Full Plans applications are made up of two parts and corresponding charges. A charge for submitting the application and plans for approval and a further charge for site inspections. The amounts shown in the table above are for both parts but may include a discount for payment in one instalment. For example, Newcastle Council charge £228 for the Plans to be approved and a Further £288 for the inspections, which is £516 in total. However, you can get a discount of £60 if you pay for the inspections when you submit your plans. This gives a total of £456 which brings the cost in line with the Building Notice method.
No Building Regulations - Unauthorised Garage Conversions
If you are in the unfortunate situation of having started or completed your garage conversion without applying for building regulation approval don’t worry. Councils offer a “regularisation” service which gives retrospective approval to your works assuming they have been carried out to the correct standards. This route will probably require invasive surveys and corrective works, but it offers a way to compliance with the regs and that all important certificate of completion. A borescope survey may be useful for anyone looking to gain retrospective approval. This survey involves drilling a small hole and inserting a camera to look behind the finished surfaces, this could save a lot of mess and money if the local inspector has questions about the materials used and wall construction method.
The table below shows the local authorities charges for regularisation building regs applications which are only slightly more expensive than normal. If you need a quote on borescope surveys and corrective works complete this this form for a free quote.
Building Regulations for Partial Conversions
We are often asked “does a partial garage conversion require building regulations approval?” Some people believe that because they are retaining the garage door and not adding brick work that they can divide their garage in half without applying for building regulations. This is especially true for homeowners who already have access to the garage via an existing door and see no harm in building a stud wall to split the garage and create a new office or utility room. They are, however, wrong. Numerous building regulations are required for such conversions. Fire protection between the remaining garage storage and habitable room is one serious consideration as well as escape routes from what could be an internal room.

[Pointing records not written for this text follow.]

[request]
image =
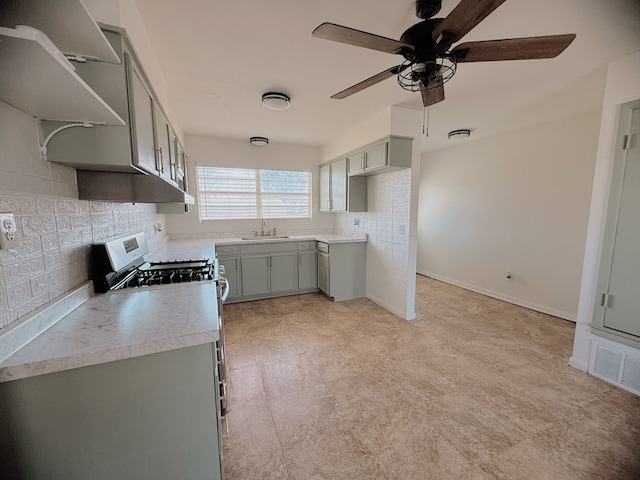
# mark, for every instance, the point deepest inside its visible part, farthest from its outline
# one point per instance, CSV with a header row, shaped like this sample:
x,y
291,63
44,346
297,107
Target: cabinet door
x,y
356,163
323,272
307,270
339,186
377,156
232,273
164,142
325,185
283,272
255,274
144,148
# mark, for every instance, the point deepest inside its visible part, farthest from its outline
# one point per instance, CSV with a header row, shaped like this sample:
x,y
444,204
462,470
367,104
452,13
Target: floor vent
x,y
616,366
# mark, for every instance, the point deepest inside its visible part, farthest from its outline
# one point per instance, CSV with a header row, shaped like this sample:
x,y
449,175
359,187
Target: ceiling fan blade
x,y
466,15
434,92
368,82
351,36
513,48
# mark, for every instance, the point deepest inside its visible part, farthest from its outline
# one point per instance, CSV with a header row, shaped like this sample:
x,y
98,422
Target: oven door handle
x,y
225,289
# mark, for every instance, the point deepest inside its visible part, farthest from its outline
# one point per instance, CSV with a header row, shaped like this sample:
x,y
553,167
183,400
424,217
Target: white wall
x,y
204,150
622,86
391,212
514,202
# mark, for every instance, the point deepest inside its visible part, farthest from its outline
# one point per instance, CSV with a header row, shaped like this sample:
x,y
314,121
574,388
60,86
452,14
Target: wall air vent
x,y
616,364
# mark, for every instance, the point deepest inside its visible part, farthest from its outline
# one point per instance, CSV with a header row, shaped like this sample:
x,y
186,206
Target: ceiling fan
x,y
429,60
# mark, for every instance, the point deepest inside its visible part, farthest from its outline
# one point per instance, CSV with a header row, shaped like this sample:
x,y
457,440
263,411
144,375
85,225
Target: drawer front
x,y
310,245
322,247
227,249
268,247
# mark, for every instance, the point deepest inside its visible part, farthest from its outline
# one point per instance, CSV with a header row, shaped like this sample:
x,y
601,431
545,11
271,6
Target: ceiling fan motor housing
x,y
427,8
419,35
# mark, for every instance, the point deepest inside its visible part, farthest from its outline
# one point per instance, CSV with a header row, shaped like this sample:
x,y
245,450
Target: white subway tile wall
x,y
55,229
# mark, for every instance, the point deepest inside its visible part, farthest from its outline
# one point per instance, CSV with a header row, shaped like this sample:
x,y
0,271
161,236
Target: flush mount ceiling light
x,y
276,101
458,134
259,141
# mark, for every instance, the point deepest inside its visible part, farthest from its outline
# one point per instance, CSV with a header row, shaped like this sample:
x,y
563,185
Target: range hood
x,y
129,187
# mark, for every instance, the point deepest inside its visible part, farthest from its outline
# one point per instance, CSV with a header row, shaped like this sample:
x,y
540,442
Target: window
x,y
231,193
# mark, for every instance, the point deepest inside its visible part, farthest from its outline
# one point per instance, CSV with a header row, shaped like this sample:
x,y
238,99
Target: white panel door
x,y
623,307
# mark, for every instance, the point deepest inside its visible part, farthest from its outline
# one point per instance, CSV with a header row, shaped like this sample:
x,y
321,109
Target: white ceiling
x,y
219,57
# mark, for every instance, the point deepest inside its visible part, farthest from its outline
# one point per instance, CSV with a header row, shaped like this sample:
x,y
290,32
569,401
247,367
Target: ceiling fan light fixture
x,y
459,134
259,141
276,101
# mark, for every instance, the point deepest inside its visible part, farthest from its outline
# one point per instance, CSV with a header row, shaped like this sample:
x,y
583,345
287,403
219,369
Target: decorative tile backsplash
x,y
55,229
53,252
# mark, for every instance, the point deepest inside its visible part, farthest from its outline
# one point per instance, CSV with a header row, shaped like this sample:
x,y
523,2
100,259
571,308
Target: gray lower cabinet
x,y
342,270
153,416
307,266
229,257
272,272
270,269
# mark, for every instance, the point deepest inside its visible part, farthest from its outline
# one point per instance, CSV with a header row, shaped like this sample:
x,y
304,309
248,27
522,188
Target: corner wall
x,y
622,86
516,202
391,214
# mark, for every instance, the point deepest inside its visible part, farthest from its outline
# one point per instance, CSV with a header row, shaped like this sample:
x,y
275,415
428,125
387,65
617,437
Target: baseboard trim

As highlighted at the beginning of this article most garage conversions will need building regulations approval and conversions completed without approval can come back to bite you. Fees for building regs are reasonable and inspectors in my experience are incredibly knowledgeable and helpful people. Your first task is to decide between the full plans process or the riskier building notice application, with full plans being recommended unless you are extremely confident in your builder. Drawings will cost from around £295, get started with a free quote from a local professional here. Having drawings will not only improve the outcome of the project but they can also be used to get more accurate quotes from competing builders.